Nonetheless, the exclusion for criminal conduct barred coverage. “By the plain language of the exclusions, if bodily injury or property damages result from the intentional or criminal acts of anyone insured under the policy, there is no coverage. Since June Doe's injury is undisputedly the result of the criminal acts of an insured, Alan Dolman, there is no coverage under this policy.” Affirmed.

Allstate Ins. Co. v. Dolman (13 pages) (Singer) Appeal from the court of common pleas for Lucas County.

Court of Appeals - Underinsured Motorist Coverage


UM/UIM – Motorcycle not covered

Read The Case: Siciliano v. Natl. Mut. Ins. Co. (11-30-2007)

Appellee purchased a motorcycle on April 10 and was killed in an accident on April 16. Appellant denied his UIM claim. The policy listed only two vehicles, neither of which was the motorcycle. The trial court concluded that there was coverage, finding that although the motorcycle was not listed as a covered vehicle under the policy, it could be considered a “newly acquired auto” under the terms of the policy.

The court disagreed with this analysis. “'Newly acquired auto' means a private passenger auto; or a pickup or van. A motorcycle is not a private passenger auto. “We find a motorcycle is a motor vehicle and an automobile is a motor vehicle, but an automobile is not a motorcycle. Because we find a motorcycle is not a ‘private passenger auto,’ the motorcycle is not a ‘newly acquired auto.’” Reversed and remanded.

But see dissent of Delaney – “Construing this ambiguity strictly against the Appellant, wrongful death claims are not excluded from coverage by the ‘other owned auto’ exclusion. I further find that a review of the above case law also shows that the wrongful death claims are made by another insured under the decedent’s policy. I would find that under the Appellant’s policy terms of who is an insured, the next-of-kin of the decedent are also considered insureds under the policy under B.3, which states, ‘3. Any person for damages that person is entitled to recover because of ‘bodily injury’ to which this coverage applies sustained by a person described in B.1. or 2. above.”

Siciliano v. Natl. Mut. Ins. Co. (14 pages) (Farmer) Appeal from the court of common pleas for Fairfield County.

Court of Appeals - Commercial Property Insurance Coverage



Meaning of the term "collapse"

Read The Case: Zanesville L.L.C. v. Motorists Mut. Ins. Co. (11-30-2007)

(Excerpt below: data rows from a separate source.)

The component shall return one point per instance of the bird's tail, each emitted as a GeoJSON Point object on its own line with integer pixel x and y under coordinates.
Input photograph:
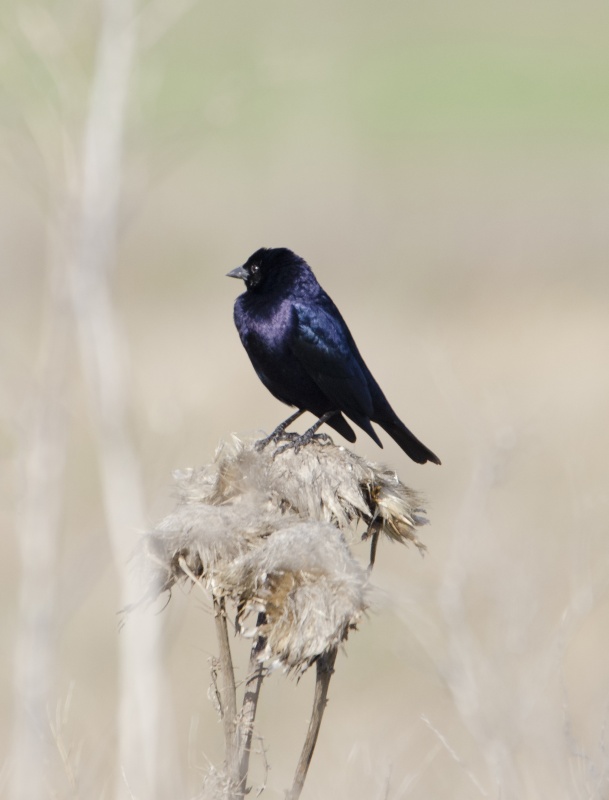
{"type": "Point", "coordinates": [408, 441]}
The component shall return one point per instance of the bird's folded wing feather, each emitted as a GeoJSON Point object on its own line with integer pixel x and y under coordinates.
{"type": "Point", "coordinates": [323, 345]}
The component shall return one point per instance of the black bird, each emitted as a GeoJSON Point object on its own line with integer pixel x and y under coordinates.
{"type": "Point", "coordinates": [303, 352]}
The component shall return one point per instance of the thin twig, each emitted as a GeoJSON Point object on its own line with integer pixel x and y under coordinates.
{"type": "Point", "coordinates": [253, 685]}
{"type": "Point", "coordinates": [228, 692]}
{"type": "Point", "coordinates": [325, 669]}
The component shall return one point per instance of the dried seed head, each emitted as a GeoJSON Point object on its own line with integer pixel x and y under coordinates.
{"type": "Point", "coordinates": [268, 532]}
{"type": "Point", "coordinates": [310, 588]}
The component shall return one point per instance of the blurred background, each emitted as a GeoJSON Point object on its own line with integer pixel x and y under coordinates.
{"type": "Point", "coordinates": [444, 168]}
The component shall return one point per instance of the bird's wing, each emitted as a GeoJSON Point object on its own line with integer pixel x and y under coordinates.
{"type": "Point", "coordinates": [323, 345]}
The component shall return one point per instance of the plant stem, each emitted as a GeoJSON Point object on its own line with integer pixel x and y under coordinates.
{"type": "Point", "coordinates": [228, 692]}
{"type": "Point", "coordinates": [253, 684]}
{"type": "Point", "coordinates": [325, 669]}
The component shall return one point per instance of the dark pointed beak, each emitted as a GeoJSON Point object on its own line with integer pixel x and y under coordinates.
{"type": "Point", "coordinates": [238, 272]}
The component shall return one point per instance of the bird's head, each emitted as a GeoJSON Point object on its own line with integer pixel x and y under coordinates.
{"type": "Point", "coordinates": [267, 265]}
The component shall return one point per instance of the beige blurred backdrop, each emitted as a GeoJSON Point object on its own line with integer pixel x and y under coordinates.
{"type": "Point", "coordinates": [444, 168]}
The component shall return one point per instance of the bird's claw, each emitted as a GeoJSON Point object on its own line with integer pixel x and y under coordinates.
{"type": "Point", "coordinates": [297, 441]}
{"type": "Point", "coordinates": [282, 436]}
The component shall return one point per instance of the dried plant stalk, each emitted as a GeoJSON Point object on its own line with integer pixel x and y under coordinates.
{"type": "Point", "coordinates": [228, 692]}
{"type": "Point", "coordinates": [324, 672]}
{"type": "Point", "coordinates": [269, 532]}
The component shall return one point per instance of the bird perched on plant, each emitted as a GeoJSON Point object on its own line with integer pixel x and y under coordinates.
{"type": "Point", "coordinates": [303, 352]}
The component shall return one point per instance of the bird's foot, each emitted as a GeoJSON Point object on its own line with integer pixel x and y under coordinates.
{"type": "Point", "coordinates": [279, 434]}
{"type": "Point", "coordinates": [296, 441]}
{"type": "Point", "coordinates": [274, 438]}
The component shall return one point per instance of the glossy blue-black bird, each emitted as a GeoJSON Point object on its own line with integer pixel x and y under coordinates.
{"type": "Point", "coordinates": [303, 352]}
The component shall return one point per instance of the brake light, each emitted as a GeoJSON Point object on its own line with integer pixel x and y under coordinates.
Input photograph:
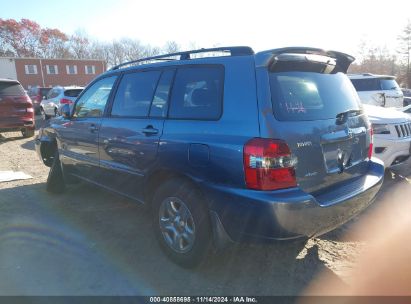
{"type": "Point", "coordinates": [65, 101]}
{"type": "Point", "coordinates": [371, 147]}
{"type": "Point", "coordinates": [268, 164]}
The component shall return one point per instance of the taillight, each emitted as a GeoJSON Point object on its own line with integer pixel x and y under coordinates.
{"type": "Point", "coordinates": [371, 143]}
{"type": "Point", "coordinates": [65, 101]}
{"type": "Point", "coordinates": [268, 164]}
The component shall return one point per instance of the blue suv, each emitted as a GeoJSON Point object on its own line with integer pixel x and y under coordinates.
{"type": "Point", "coordinates": [223, 144]}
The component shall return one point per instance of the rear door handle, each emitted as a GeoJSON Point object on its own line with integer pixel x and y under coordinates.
{"type": "Point", "coordinates": [149, 130]}
{"type": "Point", "coordinates": [93, 128]}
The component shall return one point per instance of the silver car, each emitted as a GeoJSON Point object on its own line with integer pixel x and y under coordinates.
{"type": "Point", "coordinates": [56, 98]}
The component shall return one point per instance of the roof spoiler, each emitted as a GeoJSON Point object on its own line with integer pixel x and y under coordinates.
{"type": "Point", "coordinates": [269, 58]}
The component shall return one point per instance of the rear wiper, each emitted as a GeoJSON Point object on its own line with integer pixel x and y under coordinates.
{"type": "Point", "coordinates": [342, 118]}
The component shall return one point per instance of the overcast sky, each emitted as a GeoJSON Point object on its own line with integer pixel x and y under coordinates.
{"type": "Point", "coordinates": [339, 25]}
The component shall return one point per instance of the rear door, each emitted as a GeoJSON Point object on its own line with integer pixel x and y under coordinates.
{"type": "Point", "coordinates": [320, 117]}
{"type": "Point", "coordinates": [69, 97]}
{"type": "Point", "coordinates": [129, 137]}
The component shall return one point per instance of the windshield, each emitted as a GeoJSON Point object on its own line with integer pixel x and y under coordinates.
{"type": "Point", "coordinates": [311, 96]}
{"type": "Point", "coordinates": [11, 88]}
{"type": "Point", "coordinates": [73, 92]}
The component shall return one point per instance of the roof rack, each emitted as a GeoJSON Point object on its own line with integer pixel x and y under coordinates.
{"type": "Point", "coordinates": [233, 50]}
{"type": "Point", "coordinates": [343, 60]}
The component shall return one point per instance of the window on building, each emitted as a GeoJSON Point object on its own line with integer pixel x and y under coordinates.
{"type": "Point", "coordinates": [52, 69]}
{"type": "Point", "coordinates": [30, 69]}
{"type": "Point", "coordinates": [71, 69]}
{"type": "Point", "coordinates": [90, 69]}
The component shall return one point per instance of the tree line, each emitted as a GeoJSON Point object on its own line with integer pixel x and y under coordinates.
{"type": "Point", "coordinates": [26, 38]}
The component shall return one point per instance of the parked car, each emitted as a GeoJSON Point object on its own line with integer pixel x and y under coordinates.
{"type": "Point", "coordinates": [16, 109]}
{"type": "Point", "coordinates": [406, 109]}
{"type": "Point", "coordinates": [392, 134]}
{"type": "Point", "coordinates": [407, 96]}
{"type": "Point", "coordinates": [378, 90]}
{"type": "Point", "coordinates": [58, 96]}
{"type": "Point", "coordinates": [37, 94]}
{"type": "Point", "coordinates": [245, 147]}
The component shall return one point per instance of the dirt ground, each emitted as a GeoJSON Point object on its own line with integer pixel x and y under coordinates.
{"type": "Point", "coordinates": [90, 242]}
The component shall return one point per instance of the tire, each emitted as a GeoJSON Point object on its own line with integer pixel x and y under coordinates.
{"type": "Point", "coordinates": [27, 133]}
{"type": "Point", "coordinates": [55, 179]}
{"type": "Point", "coordinates": [181, 223]}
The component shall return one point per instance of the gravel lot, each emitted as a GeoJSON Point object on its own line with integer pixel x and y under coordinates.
{"type": "Point", "coordinates": [90, 242]}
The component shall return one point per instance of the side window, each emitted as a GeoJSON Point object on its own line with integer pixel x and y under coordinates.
{"type": "Point", "coordinates": [93, 101]}
{"type": "Point", "coordinates": [134, 94]}
{"type": "Point", "coordinates": [197, 93]}
{"type": "Point", "coordinates": [160, 100]}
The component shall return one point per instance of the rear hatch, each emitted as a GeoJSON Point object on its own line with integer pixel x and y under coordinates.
{"type": "Point", "coordinates": [320, 118]}
{"type": "Point", "coordinates": [14, 102]}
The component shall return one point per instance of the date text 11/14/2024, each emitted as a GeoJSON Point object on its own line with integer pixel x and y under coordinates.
{"type": "Point", "coordinates": [204, 299]}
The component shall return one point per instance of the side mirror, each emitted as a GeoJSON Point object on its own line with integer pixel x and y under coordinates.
{"type": "Point", "coordinates": [65, 111]}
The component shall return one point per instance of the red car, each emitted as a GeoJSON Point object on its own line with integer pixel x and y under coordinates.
{"type": "Point", "coordinates": [16, 108]}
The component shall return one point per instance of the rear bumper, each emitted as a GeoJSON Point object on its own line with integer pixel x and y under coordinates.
{"type": "Point", "coordinates": [17, 124]}
{"type": "Point", "coordinates": [247, 215]}
{"type": "Point", "coordinates": [394, 149]}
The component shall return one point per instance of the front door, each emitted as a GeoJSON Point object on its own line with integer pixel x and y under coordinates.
{"type": "Point", "coordinates": [129, 136]}
{"type": "Point", "coordinates": [79, 135]}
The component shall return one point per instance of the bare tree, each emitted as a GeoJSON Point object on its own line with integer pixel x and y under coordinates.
{"type": "Point", "coordinates": [79, 45]}
{"type": "Point", "coordinates": [405, 52]}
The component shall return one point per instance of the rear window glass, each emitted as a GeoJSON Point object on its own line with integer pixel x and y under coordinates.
{"type": "Point", "coordinates": [367, 84]}
{"type": "Point", "coordinates": [311, 96]}
{"type": "Point", "coordinates": [389, 84]}
{"type": "Point", "coordinates": [197, 93]}
{"type": "Point", "coordinates": [73, 93]}
{"type": "Point", "coordinates": [11, 88]}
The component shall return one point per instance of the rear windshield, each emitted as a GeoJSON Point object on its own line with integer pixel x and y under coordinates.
{"type": "Point", "coordinates": [311, 96]}
{"type": "Point", "coordinates": [44, 91]}
{"type": "Point", "coordinates": [11, 88]}
{"type": "Point", "coordinates": [73, 93]}
{"type": "Point", "coordinates": [389, 84]}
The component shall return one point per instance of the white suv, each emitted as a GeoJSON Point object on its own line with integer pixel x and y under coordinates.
{"type": "Point", "coordinates": [378, 90]}
{"type": "Point", "coordinates": [392, 134]}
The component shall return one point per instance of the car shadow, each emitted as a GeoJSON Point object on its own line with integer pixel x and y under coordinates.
{"type": "Point", "coordinates": [90, 242]}
{"type": "Point", "coordinates": [396, 185]}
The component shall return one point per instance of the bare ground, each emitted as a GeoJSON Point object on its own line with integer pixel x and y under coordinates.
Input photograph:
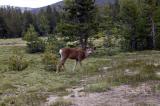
{"type": "Point", "coordinates": [123, 95]}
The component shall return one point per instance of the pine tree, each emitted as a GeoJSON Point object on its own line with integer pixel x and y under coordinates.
{"type": "Point", "coordinates": [80, 20]}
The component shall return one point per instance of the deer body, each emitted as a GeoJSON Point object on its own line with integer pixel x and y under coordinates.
{"type": "Point", "coordinates": [73, 53]}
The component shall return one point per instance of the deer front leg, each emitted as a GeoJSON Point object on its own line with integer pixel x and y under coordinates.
{"type": "Point", "coordinates": [61, 65]}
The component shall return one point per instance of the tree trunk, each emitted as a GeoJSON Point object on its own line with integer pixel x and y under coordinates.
{"type": "Point", "coordinates": [133, 39]}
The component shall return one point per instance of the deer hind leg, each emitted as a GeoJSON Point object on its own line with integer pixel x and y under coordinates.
{"type": "Point", "coordinates": [61, 65]}
{"type": "Point", "coordinates": [75, 66]}
{"type": "Point", "coordinates": [62, 62]}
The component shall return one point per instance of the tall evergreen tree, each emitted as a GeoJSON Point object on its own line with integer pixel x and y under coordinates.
{"type": "Point", "coordinates": [80, 20]}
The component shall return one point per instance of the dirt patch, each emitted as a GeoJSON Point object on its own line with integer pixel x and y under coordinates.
{"type": "Point", "coordinates": [123, 95]}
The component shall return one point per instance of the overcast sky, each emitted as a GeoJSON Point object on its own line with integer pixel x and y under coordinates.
{"type": "Point", "coordinates": [28, 3]}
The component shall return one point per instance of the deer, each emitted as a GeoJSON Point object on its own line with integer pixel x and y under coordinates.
{"type": "Point", "coordinates": [77, 54]}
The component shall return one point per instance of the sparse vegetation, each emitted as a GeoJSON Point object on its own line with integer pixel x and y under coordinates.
{"type": "Point", "coordinates": [17, 62]}
{"type": "Point", "coordinates": [50, 61]}
{"type": "Point", "coordinates": [62, 102]}
{"type": "Point", "coordinates": [123, 68]}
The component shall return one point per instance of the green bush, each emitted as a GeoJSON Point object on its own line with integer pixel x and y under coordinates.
{"type": "Point", "coordinates": [17, 62]}
{"type": "Point", "coordinates": [54, 44]}
{"type": "Point", "coordinates": [50, 61]}
{"type": "Point", "coordinates": [36, 46]}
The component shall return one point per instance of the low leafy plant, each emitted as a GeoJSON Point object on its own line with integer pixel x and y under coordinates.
{"type": "Point", "coordinates": [50, 61]}
{"type": "Point", "coordinates": [17, 62]}
{"type": "Point", "coordinates": [36, 46]}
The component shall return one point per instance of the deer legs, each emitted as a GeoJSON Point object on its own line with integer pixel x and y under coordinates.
{"type": "Point", "coordinates": [76, 64]}
{"type": "Point", "coordinates": [61, 65]}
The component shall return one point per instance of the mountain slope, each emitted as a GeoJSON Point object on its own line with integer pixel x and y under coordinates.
{"type": "Point", "coordinates": [60, 4]}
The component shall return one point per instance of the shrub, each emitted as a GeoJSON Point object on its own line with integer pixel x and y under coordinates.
{"type": "Point", "coordinates": [54, 44]}
{"type": "Point", "coordinates": [36, 46]}
{"type": "Point", "coordinates": [17, 62]}
{"type": "Point", "coordinates": [50, 61]}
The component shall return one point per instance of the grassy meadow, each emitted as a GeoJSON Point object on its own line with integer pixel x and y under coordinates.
{"type": "Point", "coordinates": [99, 73]}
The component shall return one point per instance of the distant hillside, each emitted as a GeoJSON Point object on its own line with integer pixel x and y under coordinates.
{"type": "Point", "coordinates": [60, 4]}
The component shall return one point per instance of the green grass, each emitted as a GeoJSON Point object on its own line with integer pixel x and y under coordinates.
{"type": "Point", "coordinates": [31, 86]}
{"type": "Point", "coordinates": [35, 80]}
{"type": "Point", "coordinates": [62, 102]}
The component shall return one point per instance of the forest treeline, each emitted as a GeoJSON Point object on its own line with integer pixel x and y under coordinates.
{"type": "Point", "coordinates": [127, 24]}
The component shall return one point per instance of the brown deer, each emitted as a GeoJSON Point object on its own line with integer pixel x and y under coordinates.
{"type": "Point", "coordinates": [77, 54]}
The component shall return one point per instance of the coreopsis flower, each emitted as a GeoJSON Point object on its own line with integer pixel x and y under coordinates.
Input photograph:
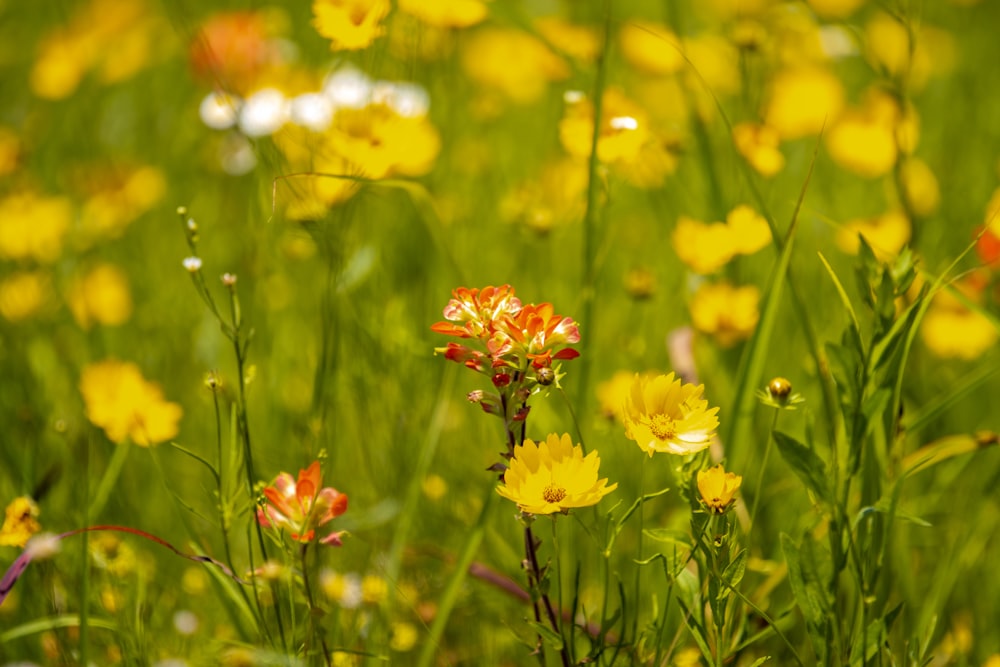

Appellee owned commercial property that was covered by appellant. The coverage included coverage for collapse of the building. Collapse did not include settling, cracking, shrinkage, bulging, or expansion. The wall of the building was discovered to be bowing and had pulled away from the structure 3 to 4 inches. The insurer denied coverage.

The trial court properly concluded that coverage was owed in this case. Appellant argued that the trial court improperly concluded that the had been a collapse. The Supreme Court has held that “collapse” means an actual falling down, falling together, or caving into an unorganized mass. “In the case sub judice, there was evidence before the trial court that part of the City Grille Building had collapsed. Bricks from the building were on the ground in front of the building. Pieces were crumbling off of the building and concrete, mortar and parts of a brick were on the sidewalk underneath the wall.” Affirmed.

Zanesville L.L.C. v. Motorists Mut. Ins. Co. (12 pages) (Edwards) Appeal from the court of common pleas for Muskingum County.